Para vício em produto durável, o artigo 26 estabelece prazo de 90 dias para reclamar, contado da entrega quando o problema é aparente ou da descoberta quando é oculto. Se a compra ocorreu fora do estabelecimento, o artigo 49 ainda prevê sete dias desde o recebimento para arrependimento. Esses prazos têm fundamentos diferentes, por isso registrar rapidamente a reclamação evita discussões desnecessárias.
Quando o atendimento comum não resolve
Lucas enviou uma mensagem formal pedindo a troca, anexou as provas e concedeu cinco dias úteis para resposta, prazo escolhido por ele e não imposto pelo CDC. A loja repetiu que somente a assistência poderia avaliar o equipamento. Com a negativa registrada, ele abriu uma reclamação no Procon e descreveu que o ponto principal era o descumprimento da oferta, não um simples pedido de conserto.
- Procurar o Procon municipal ou estadual com cópias dos documentos e dos protocolos.
- Usar o Consumidor.gov.br se o fornecedor estiver cadastrado na plataforma pública.
- Levar a consulta do IMEI e a confirmação da ativação anterior como provas separadas.
- Buscar o Juizado Especial Cível ou orientação da Defensoria Pública se a tentativa administrativa falhar.
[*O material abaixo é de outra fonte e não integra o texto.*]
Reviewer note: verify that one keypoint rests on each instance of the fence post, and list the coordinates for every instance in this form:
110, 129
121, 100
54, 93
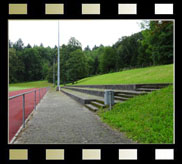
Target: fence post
39, 94
35, 101
23, 110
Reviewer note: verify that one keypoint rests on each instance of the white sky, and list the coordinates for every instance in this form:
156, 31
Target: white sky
88, 32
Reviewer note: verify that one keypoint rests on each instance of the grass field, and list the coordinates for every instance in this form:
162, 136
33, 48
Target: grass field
144, 119
26, 85
154, 74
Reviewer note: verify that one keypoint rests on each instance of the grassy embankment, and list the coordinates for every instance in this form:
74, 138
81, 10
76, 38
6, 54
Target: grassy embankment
146, 118
154, 74
26, 85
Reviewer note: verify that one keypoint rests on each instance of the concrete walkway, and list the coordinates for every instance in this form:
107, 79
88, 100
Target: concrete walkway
61, 120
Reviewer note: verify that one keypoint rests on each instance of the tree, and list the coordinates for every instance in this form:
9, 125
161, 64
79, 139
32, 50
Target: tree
19, 45
108, 60
77, 66
158, 40
16, 67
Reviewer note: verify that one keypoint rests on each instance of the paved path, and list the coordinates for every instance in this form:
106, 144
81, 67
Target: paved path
61, 120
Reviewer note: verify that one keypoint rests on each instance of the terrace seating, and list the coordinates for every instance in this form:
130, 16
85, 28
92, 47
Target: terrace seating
92, 96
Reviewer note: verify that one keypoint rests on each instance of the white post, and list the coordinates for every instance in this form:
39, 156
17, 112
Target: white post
58, 74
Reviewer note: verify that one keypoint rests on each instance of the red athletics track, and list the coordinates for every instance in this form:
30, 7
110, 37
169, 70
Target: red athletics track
16, 108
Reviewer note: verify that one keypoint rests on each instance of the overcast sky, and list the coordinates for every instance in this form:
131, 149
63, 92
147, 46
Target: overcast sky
88, 32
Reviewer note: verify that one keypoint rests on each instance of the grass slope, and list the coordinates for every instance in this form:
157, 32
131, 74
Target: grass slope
154, 74
146, 118
26, 85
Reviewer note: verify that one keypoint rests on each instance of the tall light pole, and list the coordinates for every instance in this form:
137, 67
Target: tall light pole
58, 72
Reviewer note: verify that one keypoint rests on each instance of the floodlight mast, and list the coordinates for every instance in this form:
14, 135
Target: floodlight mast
58, 74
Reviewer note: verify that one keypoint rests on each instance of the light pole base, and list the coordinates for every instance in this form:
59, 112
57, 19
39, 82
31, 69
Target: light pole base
58, 88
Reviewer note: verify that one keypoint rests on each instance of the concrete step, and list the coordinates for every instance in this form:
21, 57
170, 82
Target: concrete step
124, 95
130, 93
120, 98
100, 92
146, 89
100, 101
97, 104
153, 86
91, 107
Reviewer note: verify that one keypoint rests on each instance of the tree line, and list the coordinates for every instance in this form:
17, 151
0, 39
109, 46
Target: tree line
152, 46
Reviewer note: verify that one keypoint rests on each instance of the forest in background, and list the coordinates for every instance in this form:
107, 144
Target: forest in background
152, 46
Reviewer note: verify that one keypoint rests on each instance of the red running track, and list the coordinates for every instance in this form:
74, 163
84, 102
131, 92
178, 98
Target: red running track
16, 108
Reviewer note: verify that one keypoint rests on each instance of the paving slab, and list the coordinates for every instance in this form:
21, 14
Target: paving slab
61, 120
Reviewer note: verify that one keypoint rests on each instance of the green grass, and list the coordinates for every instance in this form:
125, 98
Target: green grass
144, 119
26, 85
154, 74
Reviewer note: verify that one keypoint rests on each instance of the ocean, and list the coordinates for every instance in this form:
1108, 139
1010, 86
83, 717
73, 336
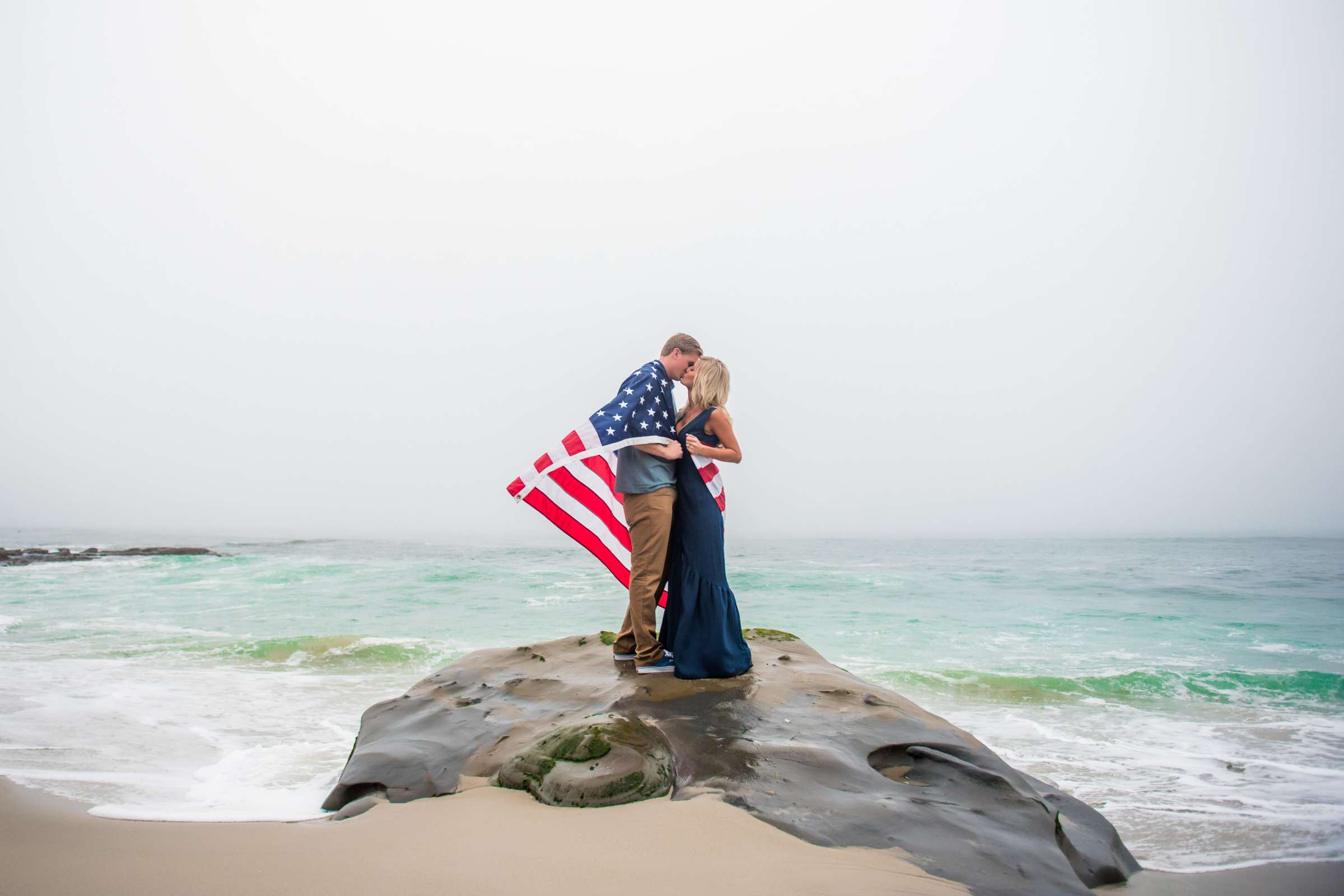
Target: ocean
1193, 689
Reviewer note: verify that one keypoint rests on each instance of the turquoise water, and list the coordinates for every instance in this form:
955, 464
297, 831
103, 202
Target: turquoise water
1191, 689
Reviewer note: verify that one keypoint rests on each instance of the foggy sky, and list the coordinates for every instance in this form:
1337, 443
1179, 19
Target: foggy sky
326, 269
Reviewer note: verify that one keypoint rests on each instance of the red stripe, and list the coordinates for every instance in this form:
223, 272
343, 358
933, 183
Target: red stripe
604, 470
595, 503
573, 528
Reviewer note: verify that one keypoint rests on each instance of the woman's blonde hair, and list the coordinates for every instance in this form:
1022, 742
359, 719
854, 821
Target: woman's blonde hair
710, 388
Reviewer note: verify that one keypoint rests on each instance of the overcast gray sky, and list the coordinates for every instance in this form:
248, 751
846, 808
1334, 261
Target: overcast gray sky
976, 269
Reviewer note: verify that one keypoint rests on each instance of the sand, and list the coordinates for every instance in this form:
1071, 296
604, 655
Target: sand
480, 841
488, 841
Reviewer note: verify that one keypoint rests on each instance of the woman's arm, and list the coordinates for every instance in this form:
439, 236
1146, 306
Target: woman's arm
670, 452
721, 426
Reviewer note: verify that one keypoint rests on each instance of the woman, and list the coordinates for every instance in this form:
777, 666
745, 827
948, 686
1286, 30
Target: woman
701, 627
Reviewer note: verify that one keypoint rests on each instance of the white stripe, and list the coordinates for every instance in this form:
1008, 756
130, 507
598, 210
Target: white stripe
585, 517
599, 488
533, 477
716, 484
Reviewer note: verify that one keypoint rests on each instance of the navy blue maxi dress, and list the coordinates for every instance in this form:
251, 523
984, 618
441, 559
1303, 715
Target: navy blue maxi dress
701, 624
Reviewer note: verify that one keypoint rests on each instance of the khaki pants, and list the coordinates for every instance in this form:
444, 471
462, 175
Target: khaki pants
650, 519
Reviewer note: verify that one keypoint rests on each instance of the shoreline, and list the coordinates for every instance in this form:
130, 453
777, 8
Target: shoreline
488, 840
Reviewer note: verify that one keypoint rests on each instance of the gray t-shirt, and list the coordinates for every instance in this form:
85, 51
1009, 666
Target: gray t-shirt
639, 473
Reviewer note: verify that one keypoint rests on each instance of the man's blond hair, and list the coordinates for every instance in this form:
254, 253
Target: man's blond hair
686, 343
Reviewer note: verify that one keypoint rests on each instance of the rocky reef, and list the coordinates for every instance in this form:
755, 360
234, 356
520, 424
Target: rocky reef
24, 557
797, 742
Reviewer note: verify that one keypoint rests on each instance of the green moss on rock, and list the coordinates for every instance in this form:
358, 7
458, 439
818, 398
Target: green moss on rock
768, 634
606, 763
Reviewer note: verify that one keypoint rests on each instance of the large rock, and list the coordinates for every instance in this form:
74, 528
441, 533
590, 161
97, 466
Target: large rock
797, 742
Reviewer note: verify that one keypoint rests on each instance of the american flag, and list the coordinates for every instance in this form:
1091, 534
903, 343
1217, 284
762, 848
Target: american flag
573, 486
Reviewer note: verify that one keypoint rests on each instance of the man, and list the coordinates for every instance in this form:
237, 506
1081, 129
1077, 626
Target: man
646, 476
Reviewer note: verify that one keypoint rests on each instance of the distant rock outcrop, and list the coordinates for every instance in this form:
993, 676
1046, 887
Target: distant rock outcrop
24, 557
797, 742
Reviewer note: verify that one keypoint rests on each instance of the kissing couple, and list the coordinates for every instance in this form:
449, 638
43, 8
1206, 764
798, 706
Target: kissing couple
639, 486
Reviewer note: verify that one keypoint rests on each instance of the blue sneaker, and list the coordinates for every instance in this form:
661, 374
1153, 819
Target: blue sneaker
662, 665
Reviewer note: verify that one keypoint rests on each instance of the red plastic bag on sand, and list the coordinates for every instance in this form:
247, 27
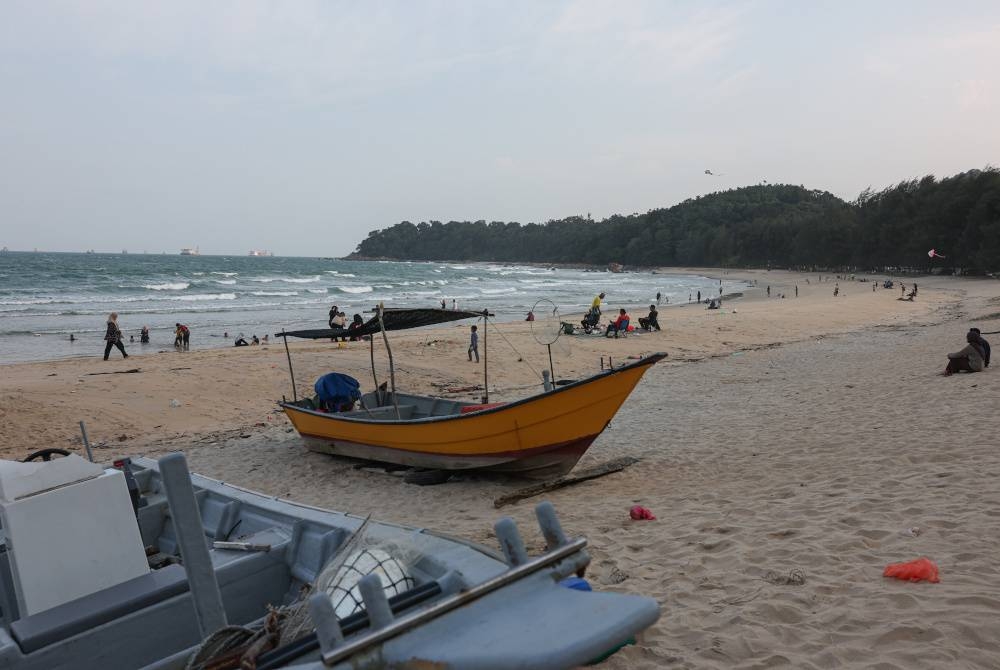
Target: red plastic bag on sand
918, 570
640, 513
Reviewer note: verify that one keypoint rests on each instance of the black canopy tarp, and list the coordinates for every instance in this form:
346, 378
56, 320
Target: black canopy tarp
394, 319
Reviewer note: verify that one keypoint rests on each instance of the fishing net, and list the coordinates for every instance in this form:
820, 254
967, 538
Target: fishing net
367, 551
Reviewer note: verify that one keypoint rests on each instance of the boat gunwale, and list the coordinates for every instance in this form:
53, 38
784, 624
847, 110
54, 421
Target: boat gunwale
647, 361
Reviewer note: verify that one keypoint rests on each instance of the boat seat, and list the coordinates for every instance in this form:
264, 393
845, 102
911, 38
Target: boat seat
76, 616
387, 413
232, 568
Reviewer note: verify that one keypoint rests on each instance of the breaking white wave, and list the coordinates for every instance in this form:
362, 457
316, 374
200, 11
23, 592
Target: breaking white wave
204, 296
168, 286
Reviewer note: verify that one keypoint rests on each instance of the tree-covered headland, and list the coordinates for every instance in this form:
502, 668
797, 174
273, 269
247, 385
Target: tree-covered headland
753, 226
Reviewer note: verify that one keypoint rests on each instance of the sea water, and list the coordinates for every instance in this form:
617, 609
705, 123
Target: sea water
45, 297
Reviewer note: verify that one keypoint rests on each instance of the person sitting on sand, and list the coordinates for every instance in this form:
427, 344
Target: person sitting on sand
619, 325
651, 322
595, 305
970, 359
984, 344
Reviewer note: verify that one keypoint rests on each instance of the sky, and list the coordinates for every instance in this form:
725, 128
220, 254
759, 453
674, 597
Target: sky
299, 126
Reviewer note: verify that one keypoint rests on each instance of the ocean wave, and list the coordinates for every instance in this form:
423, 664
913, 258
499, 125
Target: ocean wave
204, 296
31, 301
168, 286
287, 280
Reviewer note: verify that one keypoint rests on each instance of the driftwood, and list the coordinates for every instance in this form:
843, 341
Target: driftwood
606, 468
116, 372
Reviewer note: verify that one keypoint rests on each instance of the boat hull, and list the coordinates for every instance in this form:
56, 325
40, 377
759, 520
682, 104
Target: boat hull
541, 436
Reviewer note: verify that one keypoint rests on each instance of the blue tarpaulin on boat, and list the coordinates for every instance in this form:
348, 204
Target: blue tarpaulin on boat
338, 388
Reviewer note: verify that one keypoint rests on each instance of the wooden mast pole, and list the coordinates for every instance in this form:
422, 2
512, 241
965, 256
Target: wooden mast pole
392, 369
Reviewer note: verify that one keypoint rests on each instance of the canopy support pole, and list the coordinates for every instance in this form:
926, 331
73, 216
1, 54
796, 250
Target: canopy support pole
392, 369
371, 352
291, 372
552, 370
486, 358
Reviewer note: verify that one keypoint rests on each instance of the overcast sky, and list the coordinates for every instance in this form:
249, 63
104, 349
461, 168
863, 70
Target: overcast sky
300, 126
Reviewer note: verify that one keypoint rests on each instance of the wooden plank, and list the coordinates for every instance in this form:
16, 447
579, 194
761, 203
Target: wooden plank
606, 468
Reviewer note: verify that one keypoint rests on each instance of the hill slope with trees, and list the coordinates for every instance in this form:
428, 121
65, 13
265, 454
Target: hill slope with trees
753, 226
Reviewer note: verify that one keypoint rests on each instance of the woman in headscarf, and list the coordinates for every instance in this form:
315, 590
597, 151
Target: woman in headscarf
971, 358
113, 336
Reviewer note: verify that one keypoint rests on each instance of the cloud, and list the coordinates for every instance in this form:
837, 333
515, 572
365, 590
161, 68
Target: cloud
646, 40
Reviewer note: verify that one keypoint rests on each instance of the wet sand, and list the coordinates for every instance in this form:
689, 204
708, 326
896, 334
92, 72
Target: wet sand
790, 450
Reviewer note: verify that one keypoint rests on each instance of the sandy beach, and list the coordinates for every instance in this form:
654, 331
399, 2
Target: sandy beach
790, 449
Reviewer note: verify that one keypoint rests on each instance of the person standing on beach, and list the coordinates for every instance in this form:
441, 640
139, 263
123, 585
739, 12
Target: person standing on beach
474, 343
595, 306
113, 336
182, 336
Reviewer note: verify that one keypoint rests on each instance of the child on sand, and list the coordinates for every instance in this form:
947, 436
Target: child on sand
474, 344
971, 358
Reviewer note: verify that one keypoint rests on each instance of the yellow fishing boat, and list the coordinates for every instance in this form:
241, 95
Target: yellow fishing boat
540, 436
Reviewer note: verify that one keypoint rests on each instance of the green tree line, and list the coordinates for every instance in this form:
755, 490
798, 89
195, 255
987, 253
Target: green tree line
753, 226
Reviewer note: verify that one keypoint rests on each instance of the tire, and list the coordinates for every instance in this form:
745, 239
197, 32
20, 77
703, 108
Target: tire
426, 477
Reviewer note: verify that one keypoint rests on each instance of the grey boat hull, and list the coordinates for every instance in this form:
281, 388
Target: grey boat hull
478, 620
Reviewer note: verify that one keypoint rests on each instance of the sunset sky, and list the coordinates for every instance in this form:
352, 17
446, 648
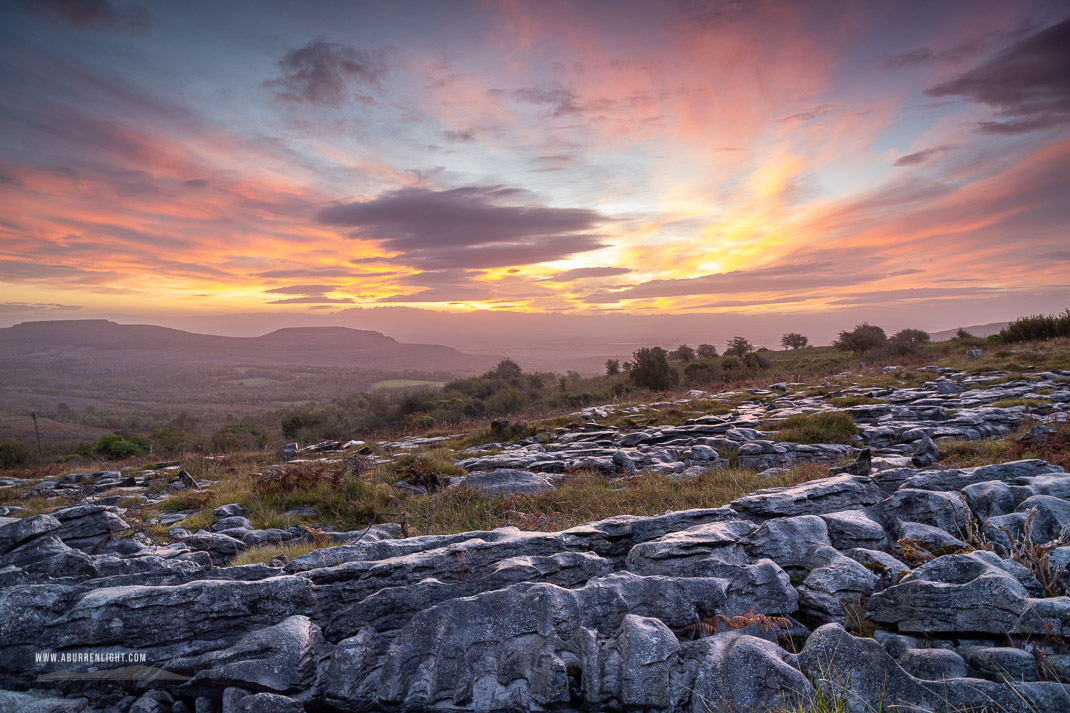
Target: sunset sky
797, 161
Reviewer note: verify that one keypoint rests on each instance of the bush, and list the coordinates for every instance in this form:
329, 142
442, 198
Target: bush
241, 436
1037, 327
827, 427
507, 400
14, 454
706, 351
864, 337
651, 369
755, 362
908, 342
169, 441
683, 352
702, 374
117, 448
738, 347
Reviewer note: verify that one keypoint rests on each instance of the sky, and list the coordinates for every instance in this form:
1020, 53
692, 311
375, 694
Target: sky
272, 163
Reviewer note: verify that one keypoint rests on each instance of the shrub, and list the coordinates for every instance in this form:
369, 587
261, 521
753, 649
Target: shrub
507, 370
169, 441
755, 362
13, 454
1037, 327
907, 342
738, 347
117, 448
862, 338
241, 436
701, 374
507, 400
652, 370
826, 427
684, 353
294, 423
429, 470
706, 351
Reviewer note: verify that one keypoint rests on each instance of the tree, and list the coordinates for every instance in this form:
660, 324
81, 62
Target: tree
738, 347
907, 342
706, 351
507, 370
684, 353
862, 338
651, 369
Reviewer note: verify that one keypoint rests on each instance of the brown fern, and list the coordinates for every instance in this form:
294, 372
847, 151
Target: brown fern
713, 624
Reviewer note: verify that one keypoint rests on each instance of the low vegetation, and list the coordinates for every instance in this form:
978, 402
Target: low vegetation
825, 427
387, 408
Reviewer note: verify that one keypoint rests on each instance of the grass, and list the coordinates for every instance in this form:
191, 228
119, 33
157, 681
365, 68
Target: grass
969, 454
827, 427
845, 401
264, 554
1010, 403
403, 383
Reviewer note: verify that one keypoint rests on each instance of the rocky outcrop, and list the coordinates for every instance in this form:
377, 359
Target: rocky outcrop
758, 605
687, 610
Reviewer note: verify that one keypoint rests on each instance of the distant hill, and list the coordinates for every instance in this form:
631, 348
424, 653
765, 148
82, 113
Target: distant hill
976, 330
96, 340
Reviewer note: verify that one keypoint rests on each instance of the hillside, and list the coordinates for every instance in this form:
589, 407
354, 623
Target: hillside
976, 330
93, 342
893, 535
103, 375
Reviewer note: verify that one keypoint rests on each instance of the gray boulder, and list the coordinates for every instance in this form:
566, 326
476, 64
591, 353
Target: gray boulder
88, 527
829, 495
504, 482
788, 541
933, 664
974, 593
926, 453
744, 672
19, 531
853, 528
279, 658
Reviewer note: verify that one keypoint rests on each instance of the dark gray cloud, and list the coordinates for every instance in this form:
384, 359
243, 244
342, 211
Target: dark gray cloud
303, 289
323, 72
795, 276
920, 156
1028, 84
809, 115
451, 285
468, 227
553, 163
127, 18
714, 14
583, 273
958, 54
465, 136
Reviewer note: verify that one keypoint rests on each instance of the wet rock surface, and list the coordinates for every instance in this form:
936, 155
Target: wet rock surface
755, 605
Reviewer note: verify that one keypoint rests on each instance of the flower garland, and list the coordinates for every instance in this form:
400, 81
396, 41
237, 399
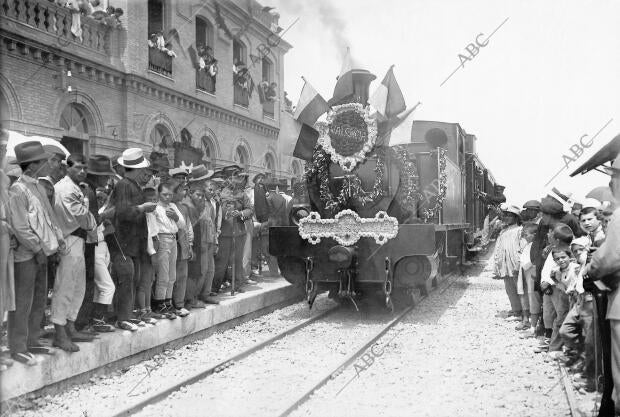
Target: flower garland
348, 163
408, 192
352, 189
429, 214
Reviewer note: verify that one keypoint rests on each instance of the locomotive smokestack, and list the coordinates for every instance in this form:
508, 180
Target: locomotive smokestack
361, 85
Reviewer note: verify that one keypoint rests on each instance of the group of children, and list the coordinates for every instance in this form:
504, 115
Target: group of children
542, 262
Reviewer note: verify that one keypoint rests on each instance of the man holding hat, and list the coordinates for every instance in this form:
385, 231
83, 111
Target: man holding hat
128, 248
236, 209
99, 284
35, 243
531, 211
75, 221
605, 265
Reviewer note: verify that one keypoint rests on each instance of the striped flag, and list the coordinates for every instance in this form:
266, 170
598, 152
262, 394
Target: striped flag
295, 138
388, 99
311, 105
344, 85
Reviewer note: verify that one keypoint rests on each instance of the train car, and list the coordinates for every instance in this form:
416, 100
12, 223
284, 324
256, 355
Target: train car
383, 224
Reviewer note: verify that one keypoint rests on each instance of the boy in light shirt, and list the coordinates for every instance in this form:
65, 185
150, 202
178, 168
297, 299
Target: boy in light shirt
168, 220
531, 300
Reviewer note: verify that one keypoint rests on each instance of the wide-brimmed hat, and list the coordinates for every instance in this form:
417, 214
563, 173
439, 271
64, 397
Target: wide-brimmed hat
55, 150
614, 169
133, 158
100, 165
513, 209
30, 151
200, 173
256, 177
230, 170
591, 203
532, 204
178, 171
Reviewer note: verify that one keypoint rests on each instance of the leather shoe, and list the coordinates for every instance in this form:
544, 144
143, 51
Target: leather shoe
209, 300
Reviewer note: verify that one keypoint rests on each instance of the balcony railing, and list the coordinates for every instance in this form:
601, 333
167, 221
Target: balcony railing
160, 62
241, 96
269, 108
49, 18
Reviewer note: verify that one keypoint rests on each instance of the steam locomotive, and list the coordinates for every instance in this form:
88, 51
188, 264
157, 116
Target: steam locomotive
374, 220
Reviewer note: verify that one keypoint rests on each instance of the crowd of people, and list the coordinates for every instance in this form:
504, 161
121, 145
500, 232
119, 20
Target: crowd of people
97, 244
559, 261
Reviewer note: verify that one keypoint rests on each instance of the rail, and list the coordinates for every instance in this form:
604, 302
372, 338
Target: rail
165, 392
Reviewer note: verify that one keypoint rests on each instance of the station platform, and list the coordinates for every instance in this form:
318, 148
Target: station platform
122, 348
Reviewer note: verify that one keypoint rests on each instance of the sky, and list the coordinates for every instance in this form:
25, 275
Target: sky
548, 76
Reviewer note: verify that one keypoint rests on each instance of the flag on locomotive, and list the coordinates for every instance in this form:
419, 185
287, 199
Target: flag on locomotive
387, 210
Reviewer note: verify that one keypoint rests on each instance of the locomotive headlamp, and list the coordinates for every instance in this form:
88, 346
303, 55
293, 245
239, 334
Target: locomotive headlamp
341, 255
298, 213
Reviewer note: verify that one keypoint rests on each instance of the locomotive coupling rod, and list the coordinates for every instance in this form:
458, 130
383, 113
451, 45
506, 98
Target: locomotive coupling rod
309, 283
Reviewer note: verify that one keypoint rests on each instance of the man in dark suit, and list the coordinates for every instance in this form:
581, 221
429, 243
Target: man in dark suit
278, 213
128, 244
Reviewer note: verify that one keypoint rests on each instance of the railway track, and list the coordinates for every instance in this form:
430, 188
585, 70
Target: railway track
299, 399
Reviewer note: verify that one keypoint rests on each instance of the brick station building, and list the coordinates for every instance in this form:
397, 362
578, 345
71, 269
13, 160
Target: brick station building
108, 90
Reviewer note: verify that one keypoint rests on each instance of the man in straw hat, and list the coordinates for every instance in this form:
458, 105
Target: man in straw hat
605, 265
128, 248
236, 209
75, 221
99, 284
35, 244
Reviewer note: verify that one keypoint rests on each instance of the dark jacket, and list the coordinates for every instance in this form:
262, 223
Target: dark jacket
129, 222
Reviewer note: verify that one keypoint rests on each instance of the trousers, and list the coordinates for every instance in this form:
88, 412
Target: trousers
88, 305
247, 248
510, 284
124, 271
166, 266
104, 286
548, 312
200, 280
226, 257
561, 307
30, 299
615, 360
180, 285
70, 283
577, 332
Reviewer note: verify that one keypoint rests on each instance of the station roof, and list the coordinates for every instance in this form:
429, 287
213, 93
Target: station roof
605, 155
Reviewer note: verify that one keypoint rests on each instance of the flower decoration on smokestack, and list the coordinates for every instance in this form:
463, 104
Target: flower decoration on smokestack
348, 134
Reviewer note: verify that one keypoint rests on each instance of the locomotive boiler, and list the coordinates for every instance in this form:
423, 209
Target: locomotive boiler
374, 220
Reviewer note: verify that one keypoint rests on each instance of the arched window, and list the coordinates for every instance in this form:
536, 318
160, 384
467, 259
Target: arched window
4, 110
204, 32
242, 158
75, 121
270, 164
155, 17
297, 169
160, 137
239, 52
209, 151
No Paraná, o próprio órgão informa os documentos e caminhos de atendimento na página abertura de reclamação no Procon do Paraná. Quem mora em outro estado deve procurar o Procon local. Indenizações por danos morais não são decididas administrativamente pelo órgão e dependem da análise do Judiciário em cada caso.
A solução veio quando a oferta entrou na conversa
Após receber a notificação do Procon, a loja propôs recolher o aparelho e enviar outra unidade anunciada como nova, sem custo de frete. Lucas aceitou, mas condicionou o encerramento da reclamação à conferência da embalagem, do IMEI e do início da garantia. O novo celular chegou 11 dias depois, e os registros apresentados estavam compatíveis com uma primeira ativação.
O desfecho não significa que toda reclamação terá a mesma resposta, mas mostra por que o anúncio pode ser mais detalhado que a nota fiscal e continuar vinculando o fornecedor. Diante de possível propaganda enganosa, o consumidor pode exigir uma das alternativas previstas no CDC e deve preservar a oferta original. Sem captura, protocolo e registros do aparelho, provar a condição prometida fica mais difícil.
Lucas e as demais pessoas mencionadas nesta história são personagens inventados. A situação foi construída a partir de problemas que se repetem na venda de celulares, para mostrar como a entrega de um aparelho já usado costuma aparecer e o que a norma prevê.